- Directed by: Celina Stang
- Written by: Celina Stang
- Produced by: Fran Dobbie Kristen Hodges Stavros Kazantzidis Celina Stang
- Starring: Emilie Cocquerel Fayssal Bazzi Willow Speers Damion Hunter Anne-Louise Lambert
- Cinematography: Radek Ladczuk
- Edited by: Mark Warner
- Release date: 2022;
- Running time: 105 minutes
- Country: Australia
- Language: English

= Mother Mountain (film) =

Mother Mountain is a 2022 Australian film written and directed by Celina Stang.

==Plot==
Selene and Dean move their family to the base of a sacred mountain looking for a new life.

==Cast==
- Anne-Louise Lambert as Linda
- Emilie Cocquerel as Selene
- Fayssal Bazzi as Dean
- Pip Miller as Leonard Schwartz
- Willow Speers as Shani
- Dean Kyrwood as Andrew
- Lily Stewart as Matilda
- Damion Hunter as Jonah
- Jarrah Finnerman as Ren
- Steve Kilbey as Stevie
- Jaymie Knight as Cain
- Angeline Penrith as Mary

==Reception==
Writing in the Weekend Australian, David Stratton gave it 3 1/2 stars saying "Tapping into two deeply-held faiths, Jewish and Aboriginal, two races that have suffered appallingly at the hands of Aryans, the film is steeped in cross-cultural themes.

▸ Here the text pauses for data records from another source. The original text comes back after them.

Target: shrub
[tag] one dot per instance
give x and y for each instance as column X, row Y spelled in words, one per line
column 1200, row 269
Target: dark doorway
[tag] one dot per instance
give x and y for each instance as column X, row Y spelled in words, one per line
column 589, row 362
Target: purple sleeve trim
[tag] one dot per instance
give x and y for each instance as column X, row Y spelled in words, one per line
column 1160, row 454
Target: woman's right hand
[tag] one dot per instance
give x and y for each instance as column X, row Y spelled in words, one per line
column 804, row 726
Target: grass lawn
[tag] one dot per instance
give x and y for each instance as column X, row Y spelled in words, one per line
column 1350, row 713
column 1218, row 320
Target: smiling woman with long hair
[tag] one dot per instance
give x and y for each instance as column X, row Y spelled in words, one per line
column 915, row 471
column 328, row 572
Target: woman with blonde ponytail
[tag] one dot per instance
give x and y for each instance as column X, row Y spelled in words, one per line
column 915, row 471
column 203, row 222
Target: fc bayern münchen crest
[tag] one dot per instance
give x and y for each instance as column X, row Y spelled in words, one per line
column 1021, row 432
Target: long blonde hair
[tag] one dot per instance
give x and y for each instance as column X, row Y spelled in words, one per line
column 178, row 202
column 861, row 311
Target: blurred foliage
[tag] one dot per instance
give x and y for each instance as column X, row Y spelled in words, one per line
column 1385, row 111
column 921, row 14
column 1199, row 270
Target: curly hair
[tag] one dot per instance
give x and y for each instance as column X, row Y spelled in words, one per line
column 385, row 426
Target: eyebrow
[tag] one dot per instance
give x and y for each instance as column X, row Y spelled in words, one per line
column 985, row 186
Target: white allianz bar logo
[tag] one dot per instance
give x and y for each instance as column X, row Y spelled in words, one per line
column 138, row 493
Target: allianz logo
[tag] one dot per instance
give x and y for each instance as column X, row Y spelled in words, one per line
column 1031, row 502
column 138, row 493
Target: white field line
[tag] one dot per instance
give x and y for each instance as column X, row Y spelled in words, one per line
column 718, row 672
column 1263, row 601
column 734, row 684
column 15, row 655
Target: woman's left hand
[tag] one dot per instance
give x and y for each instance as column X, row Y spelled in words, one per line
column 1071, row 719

Handsomely photographed by Radek Ladczuk and confidently acted by the entire cast, this is a fresh and distinctive local production."

Jim Schembri gave it 3 stars calling it "A well-directed, intimate domestic drama, dramatically solid with a raft of good turns and a lovely location shoot".

Paul Malone reviewed it for AustralianCATHOLICS, concluding that it was "Striking to look at, emotionally involving, and challenging."